Osteogenesis imperfecta (OI) is a genetic disease with an estimated prevalence of 1 in 13,500 and 1 in 9700. The classification into subtypes of OI is important for prognosis and management. In this study, we established a clinical severity prediction model depending on multiple features of variants in COL1A1/2 genes.
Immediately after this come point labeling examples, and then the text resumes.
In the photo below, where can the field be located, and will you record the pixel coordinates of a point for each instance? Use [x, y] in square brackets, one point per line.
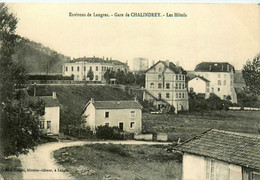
[109, 161]
[188, 125]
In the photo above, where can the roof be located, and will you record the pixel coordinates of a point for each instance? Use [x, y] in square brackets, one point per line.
[214, 67]
[98, 60]
[48, 100]
[232, 147]
[201, 77]
[117, 105]
[171, 66]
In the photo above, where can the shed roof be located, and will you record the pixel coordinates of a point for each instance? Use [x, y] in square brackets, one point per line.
[214, 67]
[48, 100]
[232, 147]
[117, 105]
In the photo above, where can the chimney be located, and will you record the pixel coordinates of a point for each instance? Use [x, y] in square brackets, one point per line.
[167, 63]
[34, 89]
[54, 96]
[92, 100]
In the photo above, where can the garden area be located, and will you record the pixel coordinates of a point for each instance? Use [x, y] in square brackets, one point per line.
[115, 161]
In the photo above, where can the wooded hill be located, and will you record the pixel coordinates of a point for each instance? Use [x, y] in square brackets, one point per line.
[37, 58]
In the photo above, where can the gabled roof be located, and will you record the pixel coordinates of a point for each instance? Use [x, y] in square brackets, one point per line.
[214, 67]
[117, 105]
[202, 78]
[48, 100]
[172, 67]
[232, 147]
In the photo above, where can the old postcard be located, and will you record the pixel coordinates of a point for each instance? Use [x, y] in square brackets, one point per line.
[130, 91]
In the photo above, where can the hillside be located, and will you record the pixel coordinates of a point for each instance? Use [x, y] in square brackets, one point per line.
[74, 98]
[38, 59]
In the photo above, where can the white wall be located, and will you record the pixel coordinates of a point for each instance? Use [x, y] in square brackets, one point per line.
[52, 114]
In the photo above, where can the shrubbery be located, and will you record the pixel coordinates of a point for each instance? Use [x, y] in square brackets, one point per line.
[106, 132]
[212, 103]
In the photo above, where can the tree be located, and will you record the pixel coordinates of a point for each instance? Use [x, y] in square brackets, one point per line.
[90, 74]
[251, 74]
[19, 118]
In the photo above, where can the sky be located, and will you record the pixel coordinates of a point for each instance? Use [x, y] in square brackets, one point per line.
[210, 32]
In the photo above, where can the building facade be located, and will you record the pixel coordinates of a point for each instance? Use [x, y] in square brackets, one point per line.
[166, 81]
[127, 115]
[140, 64]
[221, 77]
[80, 67]
[50, 122]
[221, 155]
[199, 85]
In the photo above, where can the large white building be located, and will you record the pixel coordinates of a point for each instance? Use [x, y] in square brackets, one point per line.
[80, 67]
[221, 77]
[140, 64]
[167, 83]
Ninety percent of OI cases are caused by pathogenic variants in the COL1A1/COL1A2 gene. The Sillence classification describes four OI types with variable clinical features ranging from mild symptoms to lethal and progressively deforming symptoms.
We established a prediction model of the clinical severity of OI based on the random forest model with a training set obtained from the Human Gene Mutation Database, including 790 records of the COL1A1/COL1A2 genes. The features used in the prediction model were respectively based on variant-type features only, and the optimized features.
With the training set, the prediction results showed that the area under the receiver operating characteristic curve (AUC) for predicting lethal to severe OI or mild/moderate OI was 0.767 and 0.902, respectively, when using variant-type features only and optimized features for COL1A1 defects, 0.545 and 0.731, respectively, for COL1A2 defects. For the 17 patients from our hospital, prediction accuracy for the patient with the COL1A1 and COL1A2 defects was 76.5% (95% CI: 50.1–93.2%) and 88.2% (95% CI: 63.6–98.5%), respectively.
We established an OI severity prediction model depending on multiple features of the specific variants in COL1A1/2 genes, with a prediction accuracy of 76–88%. This prediction algorithm is a promising alternative that could prove to be valuable in clinical practice.
The online version contains supplementary material available at 10.1007/s00198-021-06263-0.
成骨不全症(OI)是一种遗传性疾病,估计患病率在1/13500到1/9700之间。对成骨不全症进行亚型分类对于预后和治疗至关重要。在本研究中,我们根据COL1A1/2基因变异的多种特征建立了一个临床严重程度预测模型。
90%的成骨不全症病例是由COL1A1/COL1A2基因的致病变异引起的。锡伦斯分类法描述了四种成骨不全症类型,其临床特征从轻度症状到致命且逐渐致畸的症状不等。
我们基于随机森林模型建立了一个成骨不全症临床严重程度的预测模型,训练集来自人类基因突变数据库,包括790条COL1A1/COL1A2基因记录。预测模型中使用的特征分别仅基于变异类型特征以及优化特征。
利用训练集,预测结果显示,当仅使用变异类型特征以及针对COL1A1缺陷的优化特征时,预测致命到重度成骨不全症或轻度/中度成骨不全症的受试者工作特征曲线下面积(AUC)分别为0.767和0.902;对于COL1A2缺陷,分别为0.545和0.731。对于我院的17名患者,针对COL1A1和COL1A2缺陷患者的预测准确率分别为76.5%(95%置信区间:50.1 - 93.2%)和88.2%(95%置信区间:63.6 - 98.5%)。
我们建立了一个基于COL1A1/2基因特定变异的多种特征的成骨不全症严重程度预测模型,预测准确率为76 - 88%。这种预测算法是一种有前景的替代方法,可能在临床实践中具有价值。
网络版包含补充材料,可在10.1007/s00198 - 021 - 06263 - 0获取。